Titanium dioxide can absorb light with energy larger than its bandgap and then generate excited electrons and holes in the conduction and valence bands (22). Such excited charges have the ability of migrating individually to the surfaces of nanoparticles and performing photocatalytic reactions. Consequently, the combination with photocatalysis can be an emerging opportunity for TiO₂ metasurfaces. However, there is a barrier between these two research areas. The TiO₂ metasurfaces usually work in visible spectrum, whereas TiO₂ catalysts absorb ultraviolet (UV) light. While the conversion of TiO₂ to black TiO₂, pioneered by Chen et al. in 2011 (23), can reduce the bandgap to ~1 eV and increase the absorption in visible to near-infrared regions, the typical conversion techniques are strongly dependent on high pressure/high temperature (23–26), which spoil the internal nanostructures and thus are incompatible with TiO₂ metasurfaces.

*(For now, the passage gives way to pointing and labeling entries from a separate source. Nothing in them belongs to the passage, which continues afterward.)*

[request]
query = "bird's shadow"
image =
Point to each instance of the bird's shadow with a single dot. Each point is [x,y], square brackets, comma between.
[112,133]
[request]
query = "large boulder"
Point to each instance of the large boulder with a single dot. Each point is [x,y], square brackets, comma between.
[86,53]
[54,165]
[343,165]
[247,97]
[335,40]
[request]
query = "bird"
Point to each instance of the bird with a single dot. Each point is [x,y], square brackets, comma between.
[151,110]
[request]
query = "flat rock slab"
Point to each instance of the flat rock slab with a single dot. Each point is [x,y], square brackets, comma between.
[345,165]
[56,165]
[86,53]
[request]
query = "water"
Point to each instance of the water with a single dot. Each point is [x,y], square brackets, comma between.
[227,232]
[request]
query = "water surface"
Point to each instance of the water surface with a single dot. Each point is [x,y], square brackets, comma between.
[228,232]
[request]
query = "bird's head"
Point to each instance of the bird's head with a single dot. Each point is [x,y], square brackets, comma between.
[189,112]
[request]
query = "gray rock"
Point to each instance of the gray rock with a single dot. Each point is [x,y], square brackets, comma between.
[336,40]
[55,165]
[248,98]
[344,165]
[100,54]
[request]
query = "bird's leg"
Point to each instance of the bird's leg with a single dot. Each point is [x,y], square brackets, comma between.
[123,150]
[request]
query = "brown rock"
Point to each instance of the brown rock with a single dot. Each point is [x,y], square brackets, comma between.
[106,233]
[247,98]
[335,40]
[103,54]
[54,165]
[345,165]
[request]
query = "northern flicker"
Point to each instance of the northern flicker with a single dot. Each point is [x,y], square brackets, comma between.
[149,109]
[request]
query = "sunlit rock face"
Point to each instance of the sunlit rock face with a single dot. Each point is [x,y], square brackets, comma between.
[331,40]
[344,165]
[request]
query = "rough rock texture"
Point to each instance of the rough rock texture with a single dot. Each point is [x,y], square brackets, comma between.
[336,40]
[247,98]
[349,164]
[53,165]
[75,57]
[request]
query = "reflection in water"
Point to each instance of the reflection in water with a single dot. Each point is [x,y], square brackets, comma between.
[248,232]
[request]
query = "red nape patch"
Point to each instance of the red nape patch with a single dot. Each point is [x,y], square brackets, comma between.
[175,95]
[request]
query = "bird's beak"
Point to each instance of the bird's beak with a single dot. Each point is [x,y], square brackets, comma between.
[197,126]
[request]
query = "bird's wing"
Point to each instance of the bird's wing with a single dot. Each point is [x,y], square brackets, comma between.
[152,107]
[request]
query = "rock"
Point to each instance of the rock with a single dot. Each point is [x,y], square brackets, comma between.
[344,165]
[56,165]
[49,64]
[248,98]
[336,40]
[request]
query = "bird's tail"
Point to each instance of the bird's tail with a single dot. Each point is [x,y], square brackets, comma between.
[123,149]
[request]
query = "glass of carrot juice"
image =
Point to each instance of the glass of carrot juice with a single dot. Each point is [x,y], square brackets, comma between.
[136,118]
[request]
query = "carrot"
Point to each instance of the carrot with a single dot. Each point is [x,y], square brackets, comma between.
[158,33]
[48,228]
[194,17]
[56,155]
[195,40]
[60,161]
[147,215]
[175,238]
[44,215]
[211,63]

Here, we develop a CMOS-compatible technique to produce black TiO₂ metasurfaces and explore their new opportunities in photochemistry. Basically, the TiO₂ film was deposited onto an Indium tin oxide (ITO)–coated glass substrate with the electron-beam (E-beam) evaporation technique (see Materials and Methods). The structural characterizations show that the deposited TiO₂ is an amorphous film with surface roughness <2 nm (fig. S1A). Then, the deposited TiO₂ film was placed into an inductively coupled plasma (ICP) etcher (Oxford PlasmaPro 100 Cobra) and implanted with H⁺ ions for 4 min (see schematic picture in Fig. 1A and details in Materials and Methods). After the ion implantation, the color of the TiO₂ film changed from transparent to dark brown (see inset in Fig. 1A). The corresponding absorption spectra before and after H⁺ ion implantation are plotted as solid and dashed lines in Fig. 1B. The absorption is significantly increased over the full visible spectrum, although a dip appeared at 400 to 480 nm. The corresponding x-ray photoelectron spectroscopy measurements show that Ti³⁺ species and oxygen vacancies are produced during the ion implantation (fig. S2, C and D) (27, 28). All these observations are consistent with previous reports (23–26) and confirm the formation of black TiO₂ (fig. S2). The transition process between TiO₂ and black TiO₂ was reversible. By implanting O⁻ ions into the black TiO₂ film with ICP, the oxygen vacancies were recovered by oxygen ions. Then, both the absorption spectrum (dash-dotted line in Fig. 1B) and the color were restored.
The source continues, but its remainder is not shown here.